Vision-Language Models (VLMs) are crucial for applications requiring integrated understanding textual and visual information. However, existing VLMs struggle with long videos due to computational inefficiency, memory limitations, and difficulties in maintaining coherent understanding across extended sequences. To address these challenges, we introduce ReWind, a novel memory-based VLM designed for efficient long video understanding while preserving temporal fidelity. ReWind operates in a two-stage framework. In the first stage, ReWind maintains a dynamic learnable memory module with a novel \textbf{read-perceive-write} cycle that stores and updates instruction-relevant visual information as the video unfolds. This module utilizes learnable queries and cross-attentions between memory contents and the input stream, ensuring low memory requirements by scaling linearly with the number of tokens. In the second stage, we propose an adaptive frame selection mechanism guided by the memory content to identify instruction-relevant key moments. It enriches the memory representations with detailed spatial information by selecting a few high-resolution frames, which are then combined with the memory contents and fed into a Large Language Model (LLM) to generate the final answer. We empirically demonstrate ReWind's superior performance in visual question answering (VQA) and temporal grounding tasks, surpassing previous methods on long video benchmarks. Notably, ReWind achieves a +13\% score gain and a +12\% accuracy improvement on the MovieChat-1K VQA dataset and an +8\% mIoU increase on Charades-STA for temporal grounding.

Paper Structure

This paper contains 21 sections, 2 equations, 5 figures, 9 tables.

Figures (5)

  • Figure 1: ReWind is a memory-based VLM framework designed for long video understanding (10+ minutes), specialized in VQA and temporal grounding. The highlighted frames are selected from ReWind's dynamic frame selection mechanism.
  • Figure 2: ReWind's VLM architecture for long video processing is illustrated in (a). It employs a two-stage processing scheme. In Stage 1 (black arrows), ReWind sequentially processes each video sub-clip using a visual encoder and a text-conditioned perceiver layer supported by a learnable memory module. This module performs read-and-write operations to ensure efficient information storage and maintain temporal coherence in a novel read-perceive-write cycle. In Stage 2 (green arrows), ReWind utilizes a dynamic frame selection (DFS) mechanism to incorporate detailed spatial information for key moments. Finally (red arrow), the memory content, selected frames, and user instruction are combined to form the input for the language model.
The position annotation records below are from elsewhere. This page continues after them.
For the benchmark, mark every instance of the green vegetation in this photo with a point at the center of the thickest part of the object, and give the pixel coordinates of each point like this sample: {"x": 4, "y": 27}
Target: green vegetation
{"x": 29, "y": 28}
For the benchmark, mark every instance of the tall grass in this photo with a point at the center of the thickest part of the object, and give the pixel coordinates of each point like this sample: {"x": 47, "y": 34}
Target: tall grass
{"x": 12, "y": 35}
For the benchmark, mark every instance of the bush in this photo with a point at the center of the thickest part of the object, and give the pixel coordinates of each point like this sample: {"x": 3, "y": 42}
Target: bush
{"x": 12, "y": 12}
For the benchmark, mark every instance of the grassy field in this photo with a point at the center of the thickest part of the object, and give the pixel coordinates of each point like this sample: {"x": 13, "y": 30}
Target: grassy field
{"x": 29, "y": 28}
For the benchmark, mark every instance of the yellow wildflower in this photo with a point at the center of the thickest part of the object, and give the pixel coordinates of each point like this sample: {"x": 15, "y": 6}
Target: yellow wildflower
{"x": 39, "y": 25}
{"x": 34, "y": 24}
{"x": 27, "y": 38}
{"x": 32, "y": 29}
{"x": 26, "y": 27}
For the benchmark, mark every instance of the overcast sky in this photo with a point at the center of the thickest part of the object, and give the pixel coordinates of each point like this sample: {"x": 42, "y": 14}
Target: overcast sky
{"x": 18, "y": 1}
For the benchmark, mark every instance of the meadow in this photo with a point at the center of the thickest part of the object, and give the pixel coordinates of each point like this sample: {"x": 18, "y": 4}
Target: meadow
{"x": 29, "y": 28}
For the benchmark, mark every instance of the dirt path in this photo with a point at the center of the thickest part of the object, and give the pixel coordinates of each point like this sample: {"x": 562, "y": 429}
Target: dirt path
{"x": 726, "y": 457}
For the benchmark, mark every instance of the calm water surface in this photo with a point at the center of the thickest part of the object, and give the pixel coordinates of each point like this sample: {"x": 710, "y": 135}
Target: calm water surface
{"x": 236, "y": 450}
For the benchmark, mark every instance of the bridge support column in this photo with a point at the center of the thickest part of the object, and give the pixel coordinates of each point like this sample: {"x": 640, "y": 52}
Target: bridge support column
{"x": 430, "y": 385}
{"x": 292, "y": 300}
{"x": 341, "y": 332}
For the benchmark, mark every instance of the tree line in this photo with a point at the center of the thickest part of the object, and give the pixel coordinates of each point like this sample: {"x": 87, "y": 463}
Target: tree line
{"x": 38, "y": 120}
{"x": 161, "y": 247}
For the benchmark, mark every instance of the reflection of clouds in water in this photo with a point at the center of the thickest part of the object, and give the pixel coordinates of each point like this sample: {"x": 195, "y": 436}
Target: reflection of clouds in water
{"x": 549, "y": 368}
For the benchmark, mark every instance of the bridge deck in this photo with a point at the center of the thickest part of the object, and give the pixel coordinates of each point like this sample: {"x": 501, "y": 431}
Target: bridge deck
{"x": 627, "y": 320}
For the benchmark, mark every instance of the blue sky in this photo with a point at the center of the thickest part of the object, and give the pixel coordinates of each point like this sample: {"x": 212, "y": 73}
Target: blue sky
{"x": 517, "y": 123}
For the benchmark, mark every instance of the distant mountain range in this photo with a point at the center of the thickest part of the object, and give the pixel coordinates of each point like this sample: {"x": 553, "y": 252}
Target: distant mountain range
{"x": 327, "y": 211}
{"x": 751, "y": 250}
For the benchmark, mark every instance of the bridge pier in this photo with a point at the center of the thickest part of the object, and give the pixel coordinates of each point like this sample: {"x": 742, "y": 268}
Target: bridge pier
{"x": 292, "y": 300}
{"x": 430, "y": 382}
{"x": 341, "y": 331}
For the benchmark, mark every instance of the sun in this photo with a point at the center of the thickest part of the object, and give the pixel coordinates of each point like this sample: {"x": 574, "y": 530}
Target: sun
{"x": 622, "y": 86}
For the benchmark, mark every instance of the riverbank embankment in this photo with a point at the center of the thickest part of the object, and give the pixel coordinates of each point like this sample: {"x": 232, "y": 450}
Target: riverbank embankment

In (b), the perceiver layer with learnable queries and text-conditioned visual features for instruction-guided encoding.
  • Figure 3: Rewind's read-perceive-write simplified workflow.
  • Figure 4: Ablation study on ReWind's performance and memory requirements in MovieChat-1K test set for different numbers of input frames, ranging from 64 to 1024, and 16-bit precision.
  • Figure 5: Qualitative result on VQA. We input ReWind with the illustrated video of +4 minutes and make two types of questions regarding the video content. On the first answer, we showcase ReWind's ability to understand the extended context and at the same time highlight in red the hallucination produced by it. In the second scenario, we highlight ReWind's ability to focus on different aspects of the video by matching some of the frames selected from DFS for the given scenario and the corresponding details on the generated answer.